Il faut que je trouve un nouveau psy. Maintenant. Sinon, je suis foutu. Alors je tape une recherche de tous les psys environnants, vérifie les notes de chacun et les appelle tous. Une moitié ne répond pas, l'autre me dit qu'ils ne prennent pas de nouveaux patients. J'y passe deux heures ; j'éponge mes crises de nerfs avec un anxiolytique, me bouffe la peau des doigts jusqu'à pisser le sang et joue à Candy Crush entre chaque appel pour me motiver à tenir.

Désolée, me braille la secrétaire dans mes oreilles fatiguée. On ne prend pas de nouveaux patients sauf cas urgent.

— Je suis un cas urgent, putain ! J'aurais dû retrouver un psy dès que je suis arrivé sur Cannes.

Ouais, sauf que ça fait plus d'une semaine et t'as toujours rien fait, feignasse.

Ne criez pas monsieur. Pourquoi votre cas est urgent, dites-moi.

— Je suis... j'ai...

Dis-le, n'aie pas honte.

— Je suis bipolaire, et mes phases sont trop fortes pour que je puisse gérer tout seul. S'il vous plaît...

J'aurais peut-être dû commencer par les formules de politesse, en fin de compte.

Je vois, me répond la secrétaire quelques secondes plus tard. Je vais vous réserver un créneau avec le docteur Zimmerman. Quelles sont vos disponibilités ?

— Peu importe, je m'en fous.

J'ai le 22 juin à huit heures, c'est bon ? Vous allez réussir à vous réveiller ?

C'est la première fois qu'on se soucie de mes troubles du sommeil. Elle a l'air plus renseignée que les deux autres. En regardant l'écran de mon ordinateur, je me rends compte que c'est dans huit jours.

— O-Oui, je vais essayer.

Vous allez tenir jusque-là ?

— J'ai mes médocs.

D'accord. Si jamais vous avez besoin urgemment, appelez le centre psychiatrique ou recontactez-moi, d'accord ?
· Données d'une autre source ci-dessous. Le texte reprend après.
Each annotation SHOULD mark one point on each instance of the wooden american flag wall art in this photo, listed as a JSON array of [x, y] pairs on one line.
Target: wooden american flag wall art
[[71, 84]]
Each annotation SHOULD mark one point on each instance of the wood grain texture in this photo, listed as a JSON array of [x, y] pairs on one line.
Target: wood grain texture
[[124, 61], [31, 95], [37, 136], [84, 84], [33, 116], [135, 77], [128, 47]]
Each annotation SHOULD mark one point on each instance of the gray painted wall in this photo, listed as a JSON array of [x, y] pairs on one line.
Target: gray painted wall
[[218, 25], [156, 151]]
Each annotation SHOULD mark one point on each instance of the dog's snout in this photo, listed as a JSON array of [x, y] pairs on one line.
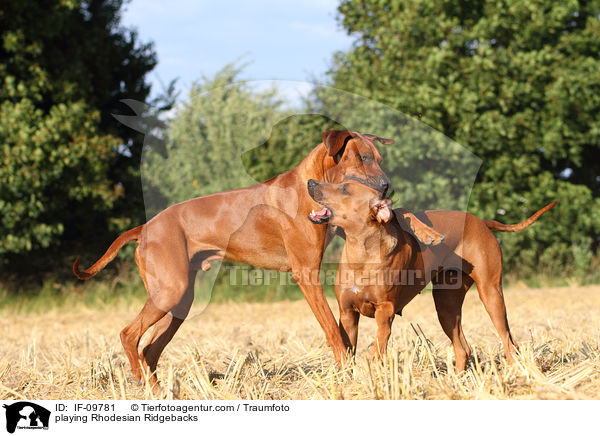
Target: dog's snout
[[384, 186]]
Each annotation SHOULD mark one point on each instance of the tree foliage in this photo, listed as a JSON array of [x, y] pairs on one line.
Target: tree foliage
[[517, 82], [66, 163]]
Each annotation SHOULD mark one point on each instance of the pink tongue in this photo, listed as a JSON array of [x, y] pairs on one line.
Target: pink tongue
[[384, 214], [320, 214]]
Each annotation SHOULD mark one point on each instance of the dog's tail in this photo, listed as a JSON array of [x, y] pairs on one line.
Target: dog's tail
[[110, 254], [499, 227]]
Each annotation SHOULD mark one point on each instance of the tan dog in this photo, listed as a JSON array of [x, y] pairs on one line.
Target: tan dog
[[265, 225], [383, 267]]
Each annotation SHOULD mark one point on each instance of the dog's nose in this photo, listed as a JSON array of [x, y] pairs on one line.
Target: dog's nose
[[385, 185]]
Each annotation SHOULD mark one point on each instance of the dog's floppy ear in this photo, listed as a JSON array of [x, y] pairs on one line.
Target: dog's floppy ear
[[385, 141], [334, 141]]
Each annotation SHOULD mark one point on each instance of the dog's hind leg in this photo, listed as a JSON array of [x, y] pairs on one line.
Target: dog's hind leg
[[384, 316], [349, 328], [165, 329], [166, 278], [448, 304], [131, 334], [492, 297]]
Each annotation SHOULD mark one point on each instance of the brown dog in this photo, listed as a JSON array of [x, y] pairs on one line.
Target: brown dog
[[264, 225], [383, 267]]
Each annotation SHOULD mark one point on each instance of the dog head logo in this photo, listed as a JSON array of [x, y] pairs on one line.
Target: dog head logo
[[26, 415]]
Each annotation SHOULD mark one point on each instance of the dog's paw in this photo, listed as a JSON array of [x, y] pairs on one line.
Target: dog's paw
[[427, 235]]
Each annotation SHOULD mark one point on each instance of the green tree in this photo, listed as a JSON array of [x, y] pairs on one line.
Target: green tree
[[205, 138], [515, 81], [67, 165]]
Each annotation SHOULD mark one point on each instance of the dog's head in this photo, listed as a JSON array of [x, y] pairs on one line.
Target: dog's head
[[354, 156], [350, 205]]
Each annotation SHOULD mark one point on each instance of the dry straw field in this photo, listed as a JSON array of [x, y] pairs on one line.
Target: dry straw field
[[277, 351]]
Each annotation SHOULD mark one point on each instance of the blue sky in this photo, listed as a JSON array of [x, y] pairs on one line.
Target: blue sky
[[282, 40]]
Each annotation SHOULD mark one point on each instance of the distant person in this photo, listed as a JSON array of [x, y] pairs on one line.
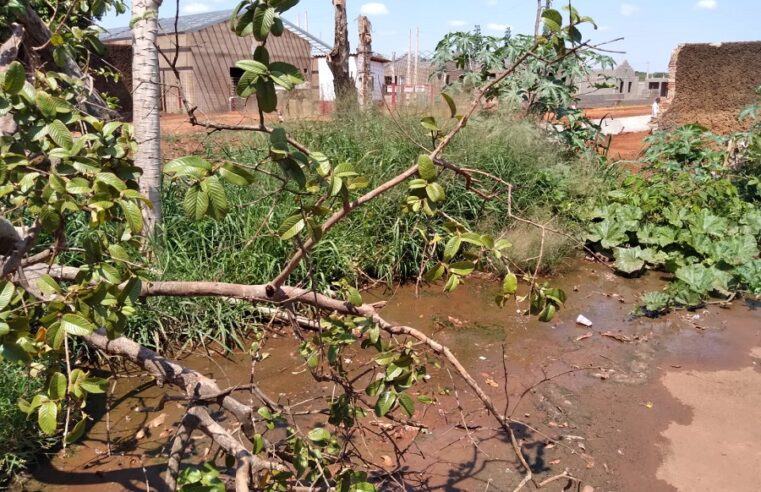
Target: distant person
[[655, 111]]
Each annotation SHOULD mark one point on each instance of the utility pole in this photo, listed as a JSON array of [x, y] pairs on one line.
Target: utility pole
[[408, 77]]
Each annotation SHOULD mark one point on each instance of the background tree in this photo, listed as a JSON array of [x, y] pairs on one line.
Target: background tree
[[338, 58], [71, 180]]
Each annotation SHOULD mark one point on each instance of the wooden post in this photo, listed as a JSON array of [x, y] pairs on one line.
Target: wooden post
[[338, 58], [365, 61]]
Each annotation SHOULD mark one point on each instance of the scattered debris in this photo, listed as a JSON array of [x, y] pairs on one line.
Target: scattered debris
[[158, 421], [492, 383], [585, 336], [620, 337]]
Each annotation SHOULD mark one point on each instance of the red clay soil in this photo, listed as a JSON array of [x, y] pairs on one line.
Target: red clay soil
[[617, 112], [627, 146]]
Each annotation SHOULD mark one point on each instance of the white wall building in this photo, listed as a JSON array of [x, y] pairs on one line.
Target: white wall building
[[327, 91]]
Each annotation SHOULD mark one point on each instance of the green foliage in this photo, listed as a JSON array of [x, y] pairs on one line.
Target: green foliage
[[688, 213], [20, 438], [543, 84]]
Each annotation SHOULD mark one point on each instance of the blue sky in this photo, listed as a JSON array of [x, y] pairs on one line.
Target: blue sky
[[651, 28]]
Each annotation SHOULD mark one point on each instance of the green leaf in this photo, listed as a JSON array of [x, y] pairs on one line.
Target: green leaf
[[132, 215], [266, 95], [553, 20], [7, 289], [258, 444], [375, 387], [426, 169], [355, 298], [76, 325], [407, 404], [247, 84], [217, 196], [94, 385], [429, 123], [60, 134], [385, 401], [291, 227], [47, 417], [462, 268], [629, 260], [435, 192], [547, 313], [76, 432], [78, 186], [452, 247], [450, 103], [264, 18], [190, 165], [14, 79], [286, 75], [196, 202], [252, 66], [435, 273], [236, 175], [318, 434], [510, 284], [452, 283], [57, 387], [111, 180], [696, 276]]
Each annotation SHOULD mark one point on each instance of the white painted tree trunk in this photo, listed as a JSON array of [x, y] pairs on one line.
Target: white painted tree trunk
[[146, 92]]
— D'accord, merci, réponds-je, ému par son intérêt.

Super. À mardi prochain. Passez une bonne fin d'après-midi.

— Merci, répété-je.

Je crois que je l'ai dit au moins quatre fois d'affilée, mais je ne suis pas sûr. J'entends un rire léger derrière le combiné, avant de raccrocher. Plusieurs notifications défilent sous mes yeux, sauf que je n'ai pas envie de les lire. L'heure m'indique à peine dix-huit heures. Tant pis.
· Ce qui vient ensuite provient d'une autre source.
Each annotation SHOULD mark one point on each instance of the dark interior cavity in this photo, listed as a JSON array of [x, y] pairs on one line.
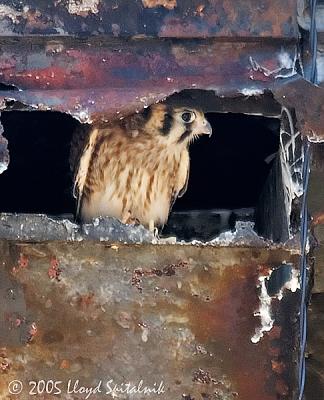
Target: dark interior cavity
[[228, 171], [38, 178]]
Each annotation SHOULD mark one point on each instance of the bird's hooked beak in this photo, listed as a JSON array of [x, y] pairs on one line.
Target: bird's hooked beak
[[205, 128]]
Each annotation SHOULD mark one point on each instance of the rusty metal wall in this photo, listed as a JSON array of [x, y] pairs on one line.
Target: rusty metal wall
[[159, 18], [210, 323]]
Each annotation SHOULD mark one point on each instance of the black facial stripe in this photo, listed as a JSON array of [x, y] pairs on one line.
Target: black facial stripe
[[185, 134], [167, 122]]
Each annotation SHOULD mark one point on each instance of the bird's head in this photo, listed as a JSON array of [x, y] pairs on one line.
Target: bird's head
[[176, 125]]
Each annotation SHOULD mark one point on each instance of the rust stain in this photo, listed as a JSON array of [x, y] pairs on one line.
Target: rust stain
[[168, 4], [83, 7], [93, 322], [54, 270]]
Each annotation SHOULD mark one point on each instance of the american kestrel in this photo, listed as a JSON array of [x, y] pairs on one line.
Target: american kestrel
[[134, 169]]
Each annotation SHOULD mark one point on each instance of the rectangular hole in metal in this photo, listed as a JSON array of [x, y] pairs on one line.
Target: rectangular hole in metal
[[229, 176]]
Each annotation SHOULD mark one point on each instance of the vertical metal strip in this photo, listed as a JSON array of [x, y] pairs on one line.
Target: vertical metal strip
[[304, 214]]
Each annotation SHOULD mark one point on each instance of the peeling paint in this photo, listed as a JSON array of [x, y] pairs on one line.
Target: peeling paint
[[83, 7], [168, 4], [291, 160], [4, 152], [11, 13], [264, 311]]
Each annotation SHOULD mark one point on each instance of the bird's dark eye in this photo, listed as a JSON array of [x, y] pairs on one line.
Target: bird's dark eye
[[187, 116]]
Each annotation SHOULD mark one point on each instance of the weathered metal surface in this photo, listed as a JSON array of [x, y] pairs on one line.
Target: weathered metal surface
[[4, 153], [185, 316], [163, 18], [41, 228], [99, 79], [316, 206], [308, 102]]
D'une main, je récupère le somnifère laissé sur le bar et l'avale avec une gorgée d'eau que je trouve acide. Mes pieds me traînent jusqu'à mon lit, sur lequel je m'effondre comme une merde. Même si le sommeil n'est pas meilleur compagnon que l'éveil, avec le médicament, il ne m'apportera pas de cauchemars trop noirs.

Et dès que je me sens partir, les vagues, elles aussi, s'endorment.